The “one fixed day off and one flexible rest day” regulation is full of loopholes that employers have used to exploit workers since the policy took effect less than two weeks ago, unions said yesterday.
A coalition of workers’ unions staged a protest in front of the Ministry of Labor in Taipei, demanding that the ministry address loopholes in the scheme that have caused workers’ leave time and overtime pay to be cut.
President Tsai Ing-wen’s (蔡英文) administration has said that if people are willing to work on their “rest days,” they would receive more overtime pay under the new rules, which employers have exploited to deny workers overtime pay, instead giving them compensatory leave, Workers’ Struggle Alliance member Kuo Kuan-chun (郭冠均) said.
Photo: Peter Lo, Taipei Times
Overtime pay on rest days should be 1.33 times hourly wages for the first two hours of work and 1.67 times from the third to eighth hour of work, an average of 1.57 times daily wages, Kuo said, adding that if employers want to trade overtime for compensatory leave, they should grant workers 1.57 days.
However, the alliance has received reports of businesses giving workers just 24 hours of rest time after a full-time schedule on a rest day, effectively robbing them of 0.6 days of rest, he said, adding that if true, such actions have rendered the Tsai administration’s remark on the rules a lie.
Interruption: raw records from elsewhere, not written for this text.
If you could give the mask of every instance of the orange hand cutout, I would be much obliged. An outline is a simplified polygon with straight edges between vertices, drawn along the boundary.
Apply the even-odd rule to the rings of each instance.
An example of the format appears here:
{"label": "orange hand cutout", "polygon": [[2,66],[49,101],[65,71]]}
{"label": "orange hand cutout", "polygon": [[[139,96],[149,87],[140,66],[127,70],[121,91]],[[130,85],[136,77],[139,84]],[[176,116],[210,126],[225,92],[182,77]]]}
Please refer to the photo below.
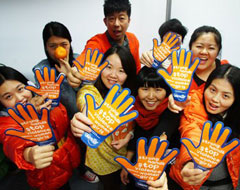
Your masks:
{"label": "orange hand cutout", "polygon": [[231,129],[224,128],[222,122],[217,122],[214,129],[211,129],[211,126],[210,121],[204,123],[200,143],[197,147],[191,140],[181,139],[181,143],[188,150],[196,167],[202,170],[216,167],[230,151],[240,144],[236,138],[229,143],[225,143],[231,134]]}
{"label": "orange hand cutout", "polygon": [[130,96],[130,90],[125,88],[120,94],[120,86],[115,84],[109,90],[103,103],[95,107],[94,97],[87,94],[87,116],[93,122],[91,133],[84,132],[81,139],[88,146],[96,148],[106,137],[112,134],[119,126],[132,121],[138,115],[137,111],[127,112],[135,99]]}
{"label": "orange hand cutout", "polygon": [[73,61],[73,64],[77,67],[84,80],[94,82],[101,71],[108,65],[108,61],[101,64],[102,58],[103,53],[99,53],[98,49],[95,49],[93,53],[91,49],[87,49],[84,64],[80,63],[78,58]]}
{"label": "orange hand cutout", "polygon": [[54,55],[57,59],[64,59],[67,57],[67,50],[62,46],[58,46],[55,49]]}
{"label": "orange hand cutout", "polygon": [[52,127],[49,123],[49,110],[41,109],[39,116],[33,105],[16,105],[16,111],[8,108],[8,114],[22,127],[23,130],[7,129],[6,135],[16,136],[33,141],[38,145],[51,144],[56,141]]}
{"label": "orange hand cutout", "polygon": [[36,88],[35,86],[26,86],[25,88],[40,96],[48,93],[47,100],[53,100],[52,105],[57,106],[60,100],[60,87],[65,75],[61,73],[56,79],[55,69],[50,69],[49,67],[43,67],[43,73],[41,73],[39,69],[35,69],[34,72],[39,88]]}
{"label": "orange hand cutout", "polygon": [[158,40],[153,39],[153,57],[155,62],[153,67],[158,68],[161,63],[172,53],[173,50],[180,48],[180,39],[176,34],[169,32],[163,42],[158,45]]}
{"label": "orange hand cutout", "polygon": [[125,125],[120,126],[116,131],[113,132],[113,140],[119,141],[121,139],[124,139],[128,133],[130,133],[133,130],[133,123],[129,122]]}
{"label": "orange hand cutout", "polygon": [[173,98],[180,102],[186,101],[193,74],[200,63],[199,59],[195,59],[191,64],[192,52],[185,52],[185,49],[181,49],[179,56],[176,51],[172,53],[171,74],[164,69],[158,69],[157,71],[170,86]]}
{"label": "orange hand cutout", "polygon": [[114,160],[137,179],[154,181],[160,178],[167,164],[179,151],[178,149],[172,149],[165,155],[168,147],[167,140],[160,141],[159,137],[153,137],[150,140],[148,149],[146,141],[146,138],[140,138],[138,140],[137,162],[134,165],[127,158],[122,156],[115,157]]}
Taiwan Railways Administration (TRA) employees do not have full rest days, because the Ministry of Labor allows it to give employees 24 hours of leave after they have worked a 12-hour shift, which ends at 7:30am or 7:30pm, Taiwan Railway Union secretary Hsiao Nung-yu (蕭農瑀) said, adding that a complete rest day should last from 12am to 12pm.
By calculating workers’ rest time between shifts as their rest days, TRA employees have been denied compensatory days off and overtime pay since the rules were implemented, she said.
The union has since last year urged the TRA to expand its payroll to meet the expected personnel shortage caused by the new 40-hour workweek, she said.
A large Taoyuan-based cellphone manufacturer forced its employees to sign a letter of consent allowing it to move its days off on weekends to weekdays to avoid having to hire new workers to make up for lost productivity on weekends, Taoyuan Confederation of Trade Unions chairman Chuang Fu-kai (莊福凱) said.
“The company allegedly told its employees that if they refused to sign the letter, their right to work, benefits and chances of getting a raise might be affected,” Chuang said. “If you do not sign, you are likely to lose your job.”
The ministry is drafting a rule that would require workers to take leave if they agreed to work on their rest day, but could not keep that commitment due to personal reasons, the alliance said.
Workers are meant to rest on their days off; if they cannot make it to work as promised, or if they need to leave halfway through the day, they should not be made to take leave, which could be deducted from their annual or compensatory leave, it said.
The Labor Standards Act (勞動基準法) prohibits employers from substituting overtime pay with compensatory leave, ministry official Wang Ya-fen (王雅芬) said, adding that employers must pay workers in cash if they ask them to overwork.
The TRA has not contravened the act, as it allocates 24 hours of rest time between employees’ shifts, Wang said.
Citing a 1987 legal interpretation by the ministry, Department of Labor Standards and Equal Employment Director Hsieh Chien-chien (謝倩蒨) said that workers are required to take leave if they promise their employers to work on a day off, but fail to keep the commitment.
She dismissed a question on whether employers can require workers to take leave if they work less than eight hours on a rest day, saying that in addition to their wages for the day, employees should be paid four times their hourly salary if they work less than four hours and eight times if they work between four and eight hours.